For some people with cystic acne, traditional therapy may be of help, but often that is not the case. If over-the-counter options aren't successful after at least four weeks of daily treatment, your next step is to see a dermatologist. Here are the treatment options your dermatologist can offer, ranked in ascending order of their potential for side effects:
- Photodynamic Therapy (PDT): Recent research points to the promising results that cystic acne sufferers have found through a series of PDT treatments, which is a procedure that involves topical application of a photosensitizing cream and repeated, controlled blue or red LED light exposure. Though treatment takes several visits to a dermatologist over the span of a few months (and carries a high price tag), there's enough evidence to suggest that these treatments shrink the oil glands, reduce the amount of oil in the pores and kills the bacteria, all of which can minimize cystic acne breakouts.
- Oral Antibiotics: There are several types of oral antibiotics available for those with acne. All of them are worth discussing with your dermatologist and are options for short-term use under a doctor's care. Side effects include, but are not limited to, dizziness, headache, nausea, rash, and gastrointestinal issues such as diarrhea and abdominal pain. The rise of sulfa-based antibiotics (such as Bactrim) to manage acne is due to the development of bacterial resistance to more commonly prescribed antibiotics (such as tetracycline). Oral antibiotics should also be used in conjunction with topical products designed to treat acne.

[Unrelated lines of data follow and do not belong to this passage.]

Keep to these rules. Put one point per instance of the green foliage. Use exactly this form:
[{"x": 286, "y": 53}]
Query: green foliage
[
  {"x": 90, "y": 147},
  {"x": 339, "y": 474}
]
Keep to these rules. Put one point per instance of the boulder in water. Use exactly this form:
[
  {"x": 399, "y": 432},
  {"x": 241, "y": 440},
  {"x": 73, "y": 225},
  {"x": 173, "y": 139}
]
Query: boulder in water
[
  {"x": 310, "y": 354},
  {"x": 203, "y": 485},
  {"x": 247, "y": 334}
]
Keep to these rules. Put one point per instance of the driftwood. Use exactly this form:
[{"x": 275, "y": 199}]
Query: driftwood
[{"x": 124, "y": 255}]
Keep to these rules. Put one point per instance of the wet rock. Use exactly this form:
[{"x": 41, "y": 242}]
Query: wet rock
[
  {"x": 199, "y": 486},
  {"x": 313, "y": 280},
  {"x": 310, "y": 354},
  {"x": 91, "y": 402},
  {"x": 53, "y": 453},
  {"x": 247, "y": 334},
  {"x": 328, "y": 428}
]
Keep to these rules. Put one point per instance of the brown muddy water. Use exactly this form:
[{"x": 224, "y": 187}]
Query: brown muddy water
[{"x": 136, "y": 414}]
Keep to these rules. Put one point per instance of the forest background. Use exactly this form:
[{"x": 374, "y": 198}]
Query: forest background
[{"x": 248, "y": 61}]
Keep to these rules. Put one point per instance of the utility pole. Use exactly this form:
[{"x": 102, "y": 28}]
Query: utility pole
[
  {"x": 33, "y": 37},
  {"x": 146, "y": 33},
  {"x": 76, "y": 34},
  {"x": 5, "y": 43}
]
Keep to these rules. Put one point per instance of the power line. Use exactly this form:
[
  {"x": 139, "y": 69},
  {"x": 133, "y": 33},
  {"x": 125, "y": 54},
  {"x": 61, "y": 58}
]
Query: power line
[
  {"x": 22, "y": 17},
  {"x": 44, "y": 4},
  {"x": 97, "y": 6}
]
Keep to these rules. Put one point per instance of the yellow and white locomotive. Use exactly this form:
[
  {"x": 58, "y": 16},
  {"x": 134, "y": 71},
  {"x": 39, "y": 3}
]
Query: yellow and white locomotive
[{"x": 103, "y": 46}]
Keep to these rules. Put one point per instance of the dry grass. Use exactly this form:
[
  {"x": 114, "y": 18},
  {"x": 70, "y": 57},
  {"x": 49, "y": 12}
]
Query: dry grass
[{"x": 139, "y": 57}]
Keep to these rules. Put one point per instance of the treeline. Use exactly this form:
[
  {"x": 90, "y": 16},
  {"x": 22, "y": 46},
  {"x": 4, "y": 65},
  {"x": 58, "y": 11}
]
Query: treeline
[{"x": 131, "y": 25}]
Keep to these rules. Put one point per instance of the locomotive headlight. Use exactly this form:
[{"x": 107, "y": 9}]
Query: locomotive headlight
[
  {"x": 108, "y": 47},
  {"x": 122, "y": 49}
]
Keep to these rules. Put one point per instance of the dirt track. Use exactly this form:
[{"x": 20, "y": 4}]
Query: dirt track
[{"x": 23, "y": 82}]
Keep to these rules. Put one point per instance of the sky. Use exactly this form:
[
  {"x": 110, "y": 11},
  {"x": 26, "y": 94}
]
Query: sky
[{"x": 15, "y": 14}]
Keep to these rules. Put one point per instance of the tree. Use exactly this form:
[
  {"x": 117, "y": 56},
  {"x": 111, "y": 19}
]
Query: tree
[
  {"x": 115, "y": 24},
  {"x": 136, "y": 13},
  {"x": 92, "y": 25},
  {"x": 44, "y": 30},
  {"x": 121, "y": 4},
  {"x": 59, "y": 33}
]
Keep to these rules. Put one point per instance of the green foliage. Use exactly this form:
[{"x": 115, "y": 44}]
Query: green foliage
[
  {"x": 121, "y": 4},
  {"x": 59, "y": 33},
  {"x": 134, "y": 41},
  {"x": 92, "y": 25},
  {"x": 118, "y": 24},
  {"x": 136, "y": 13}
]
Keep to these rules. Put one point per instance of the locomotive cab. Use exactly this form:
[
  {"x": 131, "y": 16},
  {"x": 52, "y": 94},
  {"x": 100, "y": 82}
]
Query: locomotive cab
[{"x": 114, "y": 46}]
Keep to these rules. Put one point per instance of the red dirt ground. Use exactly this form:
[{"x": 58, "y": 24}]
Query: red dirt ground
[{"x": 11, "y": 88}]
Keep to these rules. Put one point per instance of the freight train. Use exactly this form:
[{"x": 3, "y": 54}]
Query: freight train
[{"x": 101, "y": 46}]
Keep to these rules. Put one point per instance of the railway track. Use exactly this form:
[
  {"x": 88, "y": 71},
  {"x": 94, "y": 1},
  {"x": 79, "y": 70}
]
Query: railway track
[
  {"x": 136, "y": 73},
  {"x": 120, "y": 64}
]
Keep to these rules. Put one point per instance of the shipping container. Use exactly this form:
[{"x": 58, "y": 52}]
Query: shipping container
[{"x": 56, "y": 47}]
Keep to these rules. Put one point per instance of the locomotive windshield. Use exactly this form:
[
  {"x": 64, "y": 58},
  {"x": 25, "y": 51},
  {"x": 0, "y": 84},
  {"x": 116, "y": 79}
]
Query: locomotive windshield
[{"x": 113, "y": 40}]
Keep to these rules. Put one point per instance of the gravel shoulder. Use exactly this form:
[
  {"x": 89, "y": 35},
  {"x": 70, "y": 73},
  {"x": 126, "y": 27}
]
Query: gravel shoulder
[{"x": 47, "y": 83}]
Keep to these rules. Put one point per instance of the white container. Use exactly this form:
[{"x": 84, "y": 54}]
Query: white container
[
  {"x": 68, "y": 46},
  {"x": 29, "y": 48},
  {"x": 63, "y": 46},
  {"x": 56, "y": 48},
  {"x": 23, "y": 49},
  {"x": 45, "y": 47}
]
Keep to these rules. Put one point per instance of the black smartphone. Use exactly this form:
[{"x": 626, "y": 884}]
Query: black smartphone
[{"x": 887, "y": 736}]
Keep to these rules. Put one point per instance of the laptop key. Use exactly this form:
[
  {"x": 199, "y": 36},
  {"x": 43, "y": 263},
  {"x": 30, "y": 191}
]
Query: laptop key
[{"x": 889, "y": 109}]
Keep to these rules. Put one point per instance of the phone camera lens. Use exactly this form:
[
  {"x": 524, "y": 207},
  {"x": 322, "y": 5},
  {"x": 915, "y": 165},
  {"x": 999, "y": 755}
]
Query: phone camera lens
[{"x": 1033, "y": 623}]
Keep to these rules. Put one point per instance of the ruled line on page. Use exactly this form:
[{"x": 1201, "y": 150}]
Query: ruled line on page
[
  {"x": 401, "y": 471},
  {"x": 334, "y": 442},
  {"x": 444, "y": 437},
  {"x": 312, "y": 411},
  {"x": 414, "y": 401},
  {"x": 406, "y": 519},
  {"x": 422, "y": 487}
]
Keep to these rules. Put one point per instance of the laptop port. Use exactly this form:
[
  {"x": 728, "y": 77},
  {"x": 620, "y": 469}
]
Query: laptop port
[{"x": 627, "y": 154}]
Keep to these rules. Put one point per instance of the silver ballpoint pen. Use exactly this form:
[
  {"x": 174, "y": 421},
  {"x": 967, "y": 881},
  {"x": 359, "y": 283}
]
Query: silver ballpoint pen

- Hormone Therapy: For some women constant over production of androgens is the chief culprit for causing cystic acne. There is a good deal of research showing that drugs which block the production of androgens can be incredibly helpful. The downside is that these prescription drugs are not without side effects (which need to be discussed with your physician). To reduce side effects, anti-androgen medications (an example would be spironolactone) are generally prescribed in low dosages.
- Isotretinoin: Isotretinoin (formerly prescribed as Accutane) is an oral medication that directly affects the oil gland changing its shape and stopping the flow of oil. Results can be immediate and lasting. Unfortunately, isotretinoin is associated with serious side-effects that must be taken into consideration. Risk to a fetus if you become pregnant, overly dry skin, hair loss, nose bleeds, liver function problems, and headaches are some of the more notable you should be aware of. Despite the risks, isotretinoin remains the only potentially permanent cure for cystic acne.
(Sources: Journal of Affective Disorders May 2010, pages 306-308; Contraception, April 2009, pages 282-289; Journal of Drugs in Dermatology, September 2009, pages 837-844; Dermatologic Clinics, January 2009, pages 33–42; Journal of Cosmetic Dermatology, September 2008, pages 180–188; Journal of Drugs in Dermatology, July 2008, pages 627–632; Seminars in Cutaneous Medicine and Surgery, December 2007, pages 210-220; Lasers in Surgery and Medicine, February 2007, pages 180–188; Advances in Dermatology, Volume 23, pages 155–163; and www.medicine.net.)